When 3 genes were used as a joint indicator, the diagnostic value in GSE27383 was 0.771 (95% confidence interval (CI), 0.663–0.879) and the diagnostic value in GSE27383 was 0.631 (95% confidence interval (CI), 0.485–0.777).
3.5. Results of Gene-miRNA and Gene-TF
Gene and miRNA or TF interaction networks were generated by Network analysis. The gene-miRNA network of TP53, VEGFA and PTGS2 was constructed, as shown in Figure 10. There were 257 nodes and 276 edges, among which hsa-mir-16-5p was related to the three hub genes. This indicates that hsa-mir-16-5p can simultaneously regulate the expression of TP53, VEGFA and PTGS2.
After this, the TP53, VEGFA, and PTGS2 hub genes’ gene-TF network was built, and PHD finger protein 8 (PHF8), Sin3a associated protein 30 (SAP30) and Iysine demethylase 5B (KDM5B) were identified as the common regulators of the three hub genes (Figure 11).
4. Discussion
Previous research results suggest that the ferroptosis is significantly related to a variety of neuropsychiatric diseases. Schizophrenia, as a common psychiatric disease, has a greater relationship between its pathogenesis and genes. The pathophysiology of schizophrenia may possibly include the ferroptosis. In this study, bioinformatics analysis, GEO database and FerrDB were used to explore ferroptosis-related genes that play a role in the pathogenesis of schizophrenia. A total of 61 ferroptosis-related genes related to schizophrenia were preliminarily screened. According to the classification of 61 DEGs, there are 25 marker genes, 21 driver genes and 15 suppressor genes. Most of the ferroptosis-related genes in schizophrenia belong to the marker and driver categories, while the suppressors are relatively few. The results of enrichment analysis indicated that they were mainly enriched in the pathways related to cell cycle, transcription and protein construction. The results suggest that ferroptosis-related genes may affect the disease progression of schizophrenia through the above processes.

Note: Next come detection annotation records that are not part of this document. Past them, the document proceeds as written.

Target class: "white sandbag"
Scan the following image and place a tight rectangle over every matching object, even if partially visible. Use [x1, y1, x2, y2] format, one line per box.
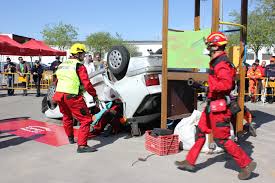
[174, 110, 226, 153]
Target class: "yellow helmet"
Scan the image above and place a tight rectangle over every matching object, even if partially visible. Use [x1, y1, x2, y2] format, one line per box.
[70, 43, 86, 54]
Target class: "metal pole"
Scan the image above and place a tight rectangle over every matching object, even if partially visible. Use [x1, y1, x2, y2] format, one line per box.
[194, 0, 201, 31]
[236, 0, 248, 132]
[211, 0, 220, 32]
[161, 0, 169, 128]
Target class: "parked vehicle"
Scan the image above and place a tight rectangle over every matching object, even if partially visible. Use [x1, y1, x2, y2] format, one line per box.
[42, 46, 162, 135]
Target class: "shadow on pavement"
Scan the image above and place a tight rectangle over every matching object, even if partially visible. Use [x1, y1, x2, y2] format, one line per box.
[0, 134, 44, 149]
[252, 110, 275, 128]
[0, 116, 30, 123]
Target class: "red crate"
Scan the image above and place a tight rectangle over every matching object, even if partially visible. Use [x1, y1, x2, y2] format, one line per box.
[145, 130, 179, 156]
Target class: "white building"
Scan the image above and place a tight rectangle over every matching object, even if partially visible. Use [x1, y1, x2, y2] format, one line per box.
[0, 34, 275, 65]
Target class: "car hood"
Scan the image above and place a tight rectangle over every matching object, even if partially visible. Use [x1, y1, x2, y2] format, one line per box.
[126, 55, 162, 77]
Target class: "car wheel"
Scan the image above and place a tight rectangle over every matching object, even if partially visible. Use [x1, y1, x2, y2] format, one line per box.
[107, 46, 130, 80]
[156, 48, 162, 55]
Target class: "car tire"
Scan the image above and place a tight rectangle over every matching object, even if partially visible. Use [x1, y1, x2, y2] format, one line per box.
[107, 46, 130, 80]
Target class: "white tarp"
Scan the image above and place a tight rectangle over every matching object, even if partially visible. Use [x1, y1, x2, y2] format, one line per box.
[174, 110, 231, 153]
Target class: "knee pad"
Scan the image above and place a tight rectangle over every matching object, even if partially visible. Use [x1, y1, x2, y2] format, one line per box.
[195, 125, 205, 141]
[214, 138, 228, 149]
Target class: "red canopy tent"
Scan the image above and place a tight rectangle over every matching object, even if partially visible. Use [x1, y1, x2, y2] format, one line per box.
[23, 39, 66, 56]
[0, 35, 39, 56]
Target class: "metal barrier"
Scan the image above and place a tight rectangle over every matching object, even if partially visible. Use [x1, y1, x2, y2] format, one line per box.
[0, 71, 53, 90]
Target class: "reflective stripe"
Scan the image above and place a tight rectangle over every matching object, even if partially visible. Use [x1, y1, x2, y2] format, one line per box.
[216, 122, 230, 127]
[56, 59, 80, 95]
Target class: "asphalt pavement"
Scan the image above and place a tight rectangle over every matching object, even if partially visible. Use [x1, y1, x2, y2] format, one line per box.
[0, 92, 275, 183]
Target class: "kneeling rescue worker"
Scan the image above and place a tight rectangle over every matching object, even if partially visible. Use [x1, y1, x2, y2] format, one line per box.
[175, 32, 257, 180]
[53, 43, 98, 153]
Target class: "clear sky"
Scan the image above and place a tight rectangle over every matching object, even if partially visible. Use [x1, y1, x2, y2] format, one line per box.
[0, 0, 256, 40]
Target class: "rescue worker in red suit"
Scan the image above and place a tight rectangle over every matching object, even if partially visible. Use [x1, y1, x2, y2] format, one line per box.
[175, 32, 256, 180]
[53, 43, 98, 153]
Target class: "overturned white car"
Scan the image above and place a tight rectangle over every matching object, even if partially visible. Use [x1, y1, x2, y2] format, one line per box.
[42, 46, 162, 135]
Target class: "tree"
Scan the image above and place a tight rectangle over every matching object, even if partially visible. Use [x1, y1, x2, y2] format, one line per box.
[229, 9, 271, 58]
[41, 22, 78, 50]
[86, 32, 115, 55]
[86, 32, 138, 56]
[256, 0, 275, 51]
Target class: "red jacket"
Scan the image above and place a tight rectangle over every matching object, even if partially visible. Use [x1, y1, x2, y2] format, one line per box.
[53, 64, 97, 102]
[257, 65, 265, 77]
[208, 52, 236, 100]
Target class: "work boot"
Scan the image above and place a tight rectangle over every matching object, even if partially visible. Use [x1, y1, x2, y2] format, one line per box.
[77, 145, 97, 153]
[68, 136, 75, 144]
[238, 161, 257, 180]
[175, 160, 195, 172]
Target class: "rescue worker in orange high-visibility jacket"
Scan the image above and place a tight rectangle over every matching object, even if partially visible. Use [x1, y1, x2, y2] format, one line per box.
[175, 32, 256, 180]
[53, 43, 98, 153]
[247, 63, 262, 102]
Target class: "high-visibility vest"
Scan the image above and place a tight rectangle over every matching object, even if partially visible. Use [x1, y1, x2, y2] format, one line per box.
[56, 59, 81, 95]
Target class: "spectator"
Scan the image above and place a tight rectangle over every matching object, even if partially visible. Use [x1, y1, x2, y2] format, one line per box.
[265, 56, 275, 104]
[84, 54, 95, 75]
[50, 56, 62, 82]
[254, 59, 260, 67]
[247, 63, 262, 103]
[51, 56, 62, 73]
[94, 53, 104, 70]
[256, 61, 266, 101]
[31, 60, 44, 97]
[4, 58, 16, 96]
[16, 57, 30, 96]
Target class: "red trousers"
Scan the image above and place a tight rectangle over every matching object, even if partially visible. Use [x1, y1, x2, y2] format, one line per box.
[186, 109, 252, 168]
[58, 94, 92, 146]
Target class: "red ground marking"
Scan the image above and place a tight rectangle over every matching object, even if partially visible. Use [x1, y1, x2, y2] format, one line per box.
[0, 119, 77, 147]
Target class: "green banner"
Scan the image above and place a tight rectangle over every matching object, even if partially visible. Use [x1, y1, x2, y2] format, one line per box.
[168, 29, 211, 69]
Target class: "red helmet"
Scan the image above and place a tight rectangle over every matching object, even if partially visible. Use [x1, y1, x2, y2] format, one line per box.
[205, 32, 228, 46]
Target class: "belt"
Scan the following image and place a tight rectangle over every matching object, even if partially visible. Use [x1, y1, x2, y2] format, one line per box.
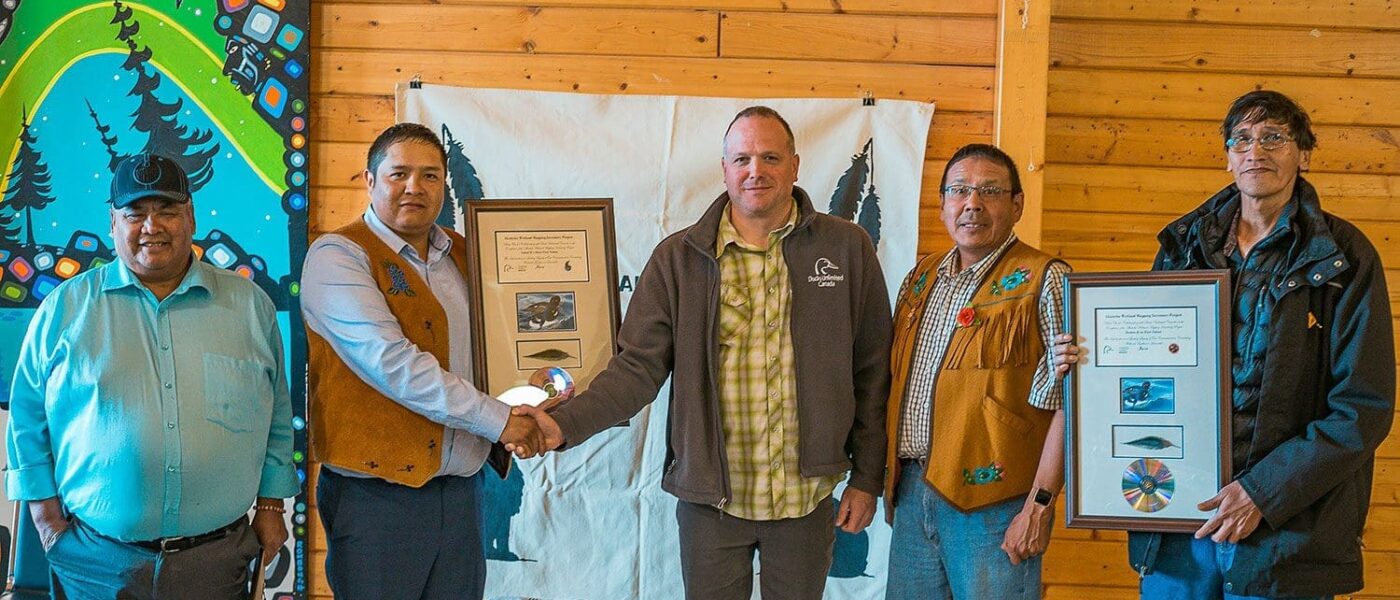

Through subsequent screening, three prominent hub genes were finally identified: TP53, VEGFA and PTGS2. The full name of TP53 is tumor protein p53, which encodes a tumor suppressor protein. The encoded protein is mainly involved in the regulation of cell stress response and target gene expression, and ultimately induces cell cycle arrest, apoptosis, aging, DNA repair or metabolic changes [7]. TP53 is located on chromosome 17p13.1, which was previously reported to be significantly associated with schizophrenia [8]. In a previous study including 701 patients and 695 controls, the results also suggested that TP53 could increase the susceptibility to schizophrenia [9]. In another study on the polymorphism of this gene, the results also indicated that there was a significant association between TP53 and schizophrenia. In this study, the researchers proposed that the mechanism of this gene leading to the pathogenesis of schizophrenia might be related to neurodevelopment and apoptosis [10]. These research findings concur with those from this study, which suggest that TP53 may have a role in the pathophysiology of schizophrenia, and the enrichment analysis also suggests that TP53 may participate in the process of apoptosis.
The full name of VEGFA is Vascular endothelial growth factor A, which is a member of the PDGF/VEGF growth factor family. Vascular endothelial cells are stimulated to proliferate and migrate by this growth factor [7]. A study published in 2021 claimed that VEGFA, as an angiogenic and neurotrophic factor, can participate in the regulation of cerebral blood volume and flow in patients with schizophrenia. This leads to the changes of cognitive ability and brain function in schizophrenic patients [11]. Many earlier studies are consistent with the results of this study, and all support that VEGFA can affect the cognitive function of patients [12,13]. The above results also support the results of this study: VEGFA is significantly related to schizophrenia.
Also known as prostaglandin-endoperoxide synthase 2, PTGS2 has this complete name. The primary enzyme in prostaglandin manufacture, PTGS, commonly known as cyclooxygenase, functions as both a peroxidase and a dioxygenase [7]. This gene is related to the inflammatory response to some extent, and the pathogenesis of schizophrenia is also related to the inflammatory response. This gene may indirectly affect the development of schizophrenia by regulating the inflammatory response. A study published in 2004 mentioned that PTGS2 can affect the susceptibility to schizophrenia [14]. The results also support the conclusions of this study.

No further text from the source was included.